Moreover, it has been reported that individuals who had at least one parent with alcohol dependence also show reward processing deficits, higher prevalence of externalizing disorders, and higher impulsivity scores while performing a monetary gambling task (Kamarajan et al. 2015). Thus, it is reasonable to question whether the combination of deficits in aspects of learning from one's own behavior and reward processing represents a possible model for SUD vulnerability in children with ADHD and/or parental SUD. To this end, our group has reported preliminary evidence that children with ADHD and parental SUD (with the combination defined as “high risk” for SUD) may exhibit altered functions in the brain reward system before drug exposure (Ivanov et al. 2012), suggesting that altered reward processing might be a central deficit in such “high risk” youth.

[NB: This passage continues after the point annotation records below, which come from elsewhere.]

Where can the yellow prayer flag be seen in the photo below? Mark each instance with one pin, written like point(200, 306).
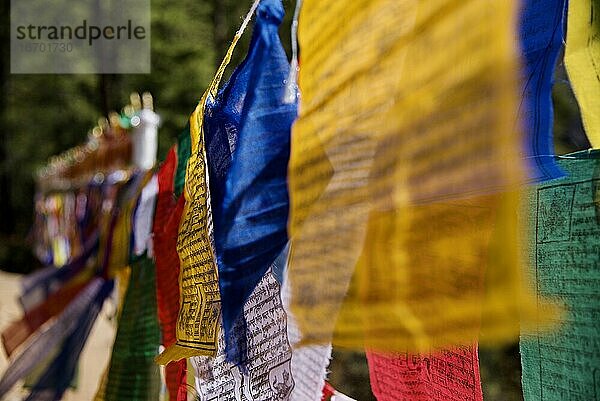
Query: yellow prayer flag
point(405, 164)
point(197, 328)
point(582, 59)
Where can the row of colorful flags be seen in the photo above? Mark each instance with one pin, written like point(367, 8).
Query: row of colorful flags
point(404, 200)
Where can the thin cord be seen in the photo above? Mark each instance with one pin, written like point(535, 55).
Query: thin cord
point(292, 93)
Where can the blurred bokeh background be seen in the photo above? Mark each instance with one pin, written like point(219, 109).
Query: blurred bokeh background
point(42, 115)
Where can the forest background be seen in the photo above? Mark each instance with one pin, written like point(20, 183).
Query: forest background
point(43, 115)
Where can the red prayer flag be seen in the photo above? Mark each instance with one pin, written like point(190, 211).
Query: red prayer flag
point(445, 375)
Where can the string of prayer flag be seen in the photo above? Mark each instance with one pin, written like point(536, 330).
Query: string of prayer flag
point(200, 300)
point(58, 376)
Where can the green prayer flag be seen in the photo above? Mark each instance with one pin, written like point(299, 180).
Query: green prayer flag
point(565, 248)
point(133, 375)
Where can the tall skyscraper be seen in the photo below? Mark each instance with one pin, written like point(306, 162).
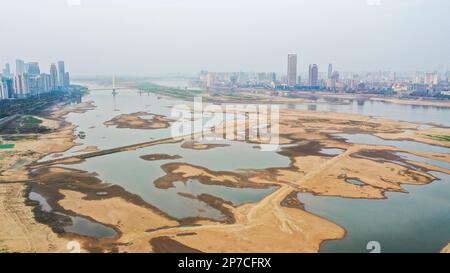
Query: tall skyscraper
point(6, 71)
point(330, 71)
point(20, 67)
point(61, 73)
point(21, 85)
point(292, 70)
point(313, 75)
point(33, 68)
point(66, 79)
point(53, 77)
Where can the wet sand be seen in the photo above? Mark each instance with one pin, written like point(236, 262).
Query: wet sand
point(136, 121)
point(277, 223)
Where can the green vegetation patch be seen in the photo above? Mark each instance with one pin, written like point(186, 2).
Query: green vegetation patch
point(439, 137)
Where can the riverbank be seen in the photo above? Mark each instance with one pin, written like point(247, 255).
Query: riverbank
point(19, 229)
point(320, 163)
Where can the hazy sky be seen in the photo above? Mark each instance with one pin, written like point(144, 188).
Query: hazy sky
point(155, 37)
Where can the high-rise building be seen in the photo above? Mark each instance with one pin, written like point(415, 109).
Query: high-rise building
point(8, 85)
point(61, 73)
point(292, 70)
point(66, 79)
point(3, 93)
point(53, 77)
point(313, 75)
point(33, 68)
point(330, 71)
point(6, 71)
point(20, 67)
point(21, 85)
point(44, 83)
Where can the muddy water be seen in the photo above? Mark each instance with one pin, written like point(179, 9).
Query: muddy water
point(417, 221)
point(403, 222)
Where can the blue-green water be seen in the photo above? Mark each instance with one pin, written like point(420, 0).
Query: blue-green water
point(418, 221)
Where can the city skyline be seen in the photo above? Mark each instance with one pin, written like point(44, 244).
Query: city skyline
point(385, 37)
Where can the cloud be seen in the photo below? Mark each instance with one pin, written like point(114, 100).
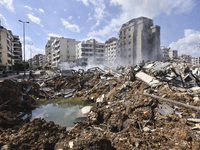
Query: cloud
point(54, 35)
point(34, 19)
point(72, 27)
point(8, 4)
point(28, 38)
point(189, 44)
point(70, 17)
point(28, 7)
point(99, 10)
point(3, 21)
point(85, 2)
point(135, 8)
point(41, 10)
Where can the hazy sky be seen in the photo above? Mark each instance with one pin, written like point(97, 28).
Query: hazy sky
point(102, 19)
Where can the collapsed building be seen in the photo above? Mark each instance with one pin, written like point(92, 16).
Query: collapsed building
point(152, 105)
point(139, 41)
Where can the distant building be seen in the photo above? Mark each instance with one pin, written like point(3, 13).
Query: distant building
point(186, 58)
point(10, 49)
point(196, 61)
point(36, 61)
point(139, 41)
point(164, 52)
point(90, 51)
point(60, 49)
point(173, 54)
point(48, 52)
point(111, 50)
point(17, 49)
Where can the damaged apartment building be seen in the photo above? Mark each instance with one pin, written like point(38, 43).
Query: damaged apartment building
point(139, 40)
point(10, 49)
point(90, 52)
point(60, 49)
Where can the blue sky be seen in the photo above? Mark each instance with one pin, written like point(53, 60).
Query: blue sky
point(101, 19)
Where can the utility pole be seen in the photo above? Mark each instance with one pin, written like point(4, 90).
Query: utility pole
point(24, 43)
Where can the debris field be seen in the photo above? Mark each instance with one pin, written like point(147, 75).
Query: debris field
point(153, 105)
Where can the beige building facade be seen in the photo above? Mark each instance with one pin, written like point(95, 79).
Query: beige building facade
point(10, 49)
point(139, 41)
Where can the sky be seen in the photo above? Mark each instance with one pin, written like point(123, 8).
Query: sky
point(101, 19)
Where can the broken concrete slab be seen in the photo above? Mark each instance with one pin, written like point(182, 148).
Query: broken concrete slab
point(151, 81)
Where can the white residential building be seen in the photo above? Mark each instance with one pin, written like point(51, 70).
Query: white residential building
point(10, 49)
point(164, 52)
point(90, 52)
point(111, 50)
point(173, 54)
point(139, 41)
point(60, 49)
point(196, 61)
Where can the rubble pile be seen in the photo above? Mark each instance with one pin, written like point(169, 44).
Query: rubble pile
point(154, 105)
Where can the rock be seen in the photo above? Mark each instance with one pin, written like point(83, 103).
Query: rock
point(146, 129)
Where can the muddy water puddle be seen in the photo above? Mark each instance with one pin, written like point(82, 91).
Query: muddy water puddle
point(60, 111)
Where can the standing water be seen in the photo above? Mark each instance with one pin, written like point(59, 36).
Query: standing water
point(60, 111)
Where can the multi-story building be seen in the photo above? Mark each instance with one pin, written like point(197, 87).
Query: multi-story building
point(6, 49)
point(60, 49)
point(186, 58)
point(196, 61)
point(111, 50)
point(48, 52)
point(173, 54)
point(164, 52)
point(17, 49)
point(38, 61)
point(139, 41)
point(35, 61)
point(90, 52)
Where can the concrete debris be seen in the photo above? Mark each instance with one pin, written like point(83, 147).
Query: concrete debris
point(153, 105)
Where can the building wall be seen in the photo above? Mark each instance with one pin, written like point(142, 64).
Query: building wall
point(48, 52)
point(17, 49)
point(90, 52)
point(196, 61)
point(173, 54)
point(63, 50)
point(111, 51)
point(139, 41)
point(186, 58)
point(164, 52)
point(6, 49)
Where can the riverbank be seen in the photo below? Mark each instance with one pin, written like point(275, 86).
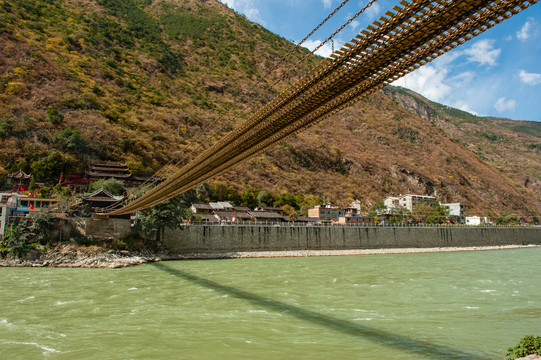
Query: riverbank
point(73, 256)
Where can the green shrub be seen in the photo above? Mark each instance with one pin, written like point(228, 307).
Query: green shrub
point(6, 127)
point(529, 345)
point(114, 186)
point(55, 117)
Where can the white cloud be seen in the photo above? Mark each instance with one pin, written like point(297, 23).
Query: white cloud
point(429, 81)
point(502, 104)
point(527, 30)
point(373, 11)
point(246, 7)
point(529, 78)
point(324, 51)
point(463, 105)
point(354, 25)
point(483, 52)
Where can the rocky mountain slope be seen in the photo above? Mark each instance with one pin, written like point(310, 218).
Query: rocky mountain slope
point(149, 81)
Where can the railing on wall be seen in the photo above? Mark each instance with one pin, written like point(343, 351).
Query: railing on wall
point(336, 225)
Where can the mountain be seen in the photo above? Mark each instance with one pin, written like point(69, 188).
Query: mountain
point(149, 82)
point(511, 146)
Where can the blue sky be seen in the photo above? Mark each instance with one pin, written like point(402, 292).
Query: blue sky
point(497, 73)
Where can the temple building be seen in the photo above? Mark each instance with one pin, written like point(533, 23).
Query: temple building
point(108, 169)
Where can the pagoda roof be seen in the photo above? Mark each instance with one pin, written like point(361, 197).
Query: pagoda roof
point(102, 195)
point(265, 215)
point(110, 164)
point(19, 175)
point(202, 207)
point(109, 174)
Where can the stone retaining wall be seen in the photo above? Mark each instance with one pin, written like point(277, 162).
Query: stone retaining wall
point(215, 238)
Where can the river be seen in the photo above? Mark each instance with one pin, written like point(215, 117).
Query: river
point(464, 305)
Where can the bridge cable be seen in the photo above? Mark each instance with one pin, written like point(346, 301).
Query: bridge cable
point(235, 116)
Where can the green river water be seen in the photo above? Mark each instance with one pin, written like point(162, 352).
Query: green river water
point(464, 305)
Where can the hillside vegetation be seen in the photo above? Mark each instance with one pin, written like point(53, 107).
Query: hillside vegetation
point(147, 81)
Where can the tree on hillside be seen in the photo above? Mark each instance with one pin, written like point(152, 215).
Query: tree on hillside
point(507, 218)
point(377, 209)
point(114, 186)
point(430, 213)
point(170, 213)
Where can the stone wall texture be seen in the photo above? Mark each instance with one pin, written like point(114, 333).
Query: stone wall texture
point(216, 238)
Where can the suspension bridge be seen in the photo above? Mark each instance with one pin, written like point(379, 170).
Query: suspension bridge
point(405, 38)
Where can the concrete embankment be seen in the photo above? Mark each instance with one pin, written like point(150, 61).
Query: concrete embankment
point(216, 238)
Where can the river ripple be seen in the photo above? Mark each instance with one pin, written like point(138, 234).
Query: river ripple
point(467, 305)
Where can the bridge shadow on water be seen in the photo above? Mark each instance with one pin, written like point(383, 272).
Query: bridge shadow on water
point(399, 342)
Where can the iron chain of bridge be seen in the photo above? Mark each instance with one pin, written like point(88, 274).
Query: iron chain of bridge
point(406, 38)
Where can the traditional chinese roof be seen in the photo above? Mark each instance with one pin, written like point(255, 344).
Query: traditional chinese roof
point(266, 215)
point(206, 217)
point(232, 214)
point(102, 195)
point(221, 205)
point(19, 175)
point(202, 207)
point(269, 208)
point(306, 219)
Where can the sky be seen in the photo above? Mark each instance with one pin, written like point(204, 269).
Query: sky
point(497, 73)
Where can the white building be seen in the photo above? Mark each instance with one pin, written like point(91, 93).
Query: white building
point(455, 209)
point(408, 201)
point(326, 212)
point(476, 220)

In addition to more conventional methods of study, computational methods have been used to more precisely detect differences among individuals with mental disorders versus unaffected counterparts, including those diagnosed with ADHD. For instance, a recent review discusses how the use of a computational, multilevel approach can serve as a framework for studying neural and behavioral abnormalities in ADHD (Hauser et al. 2016). This review uses Marr's three levels of analysis to demonstrate how the variability of behavior among individuals with ADHD can be explained algorithmically, and how such an analytic approach might relate to catecholamine influences on cortico-striatal loops.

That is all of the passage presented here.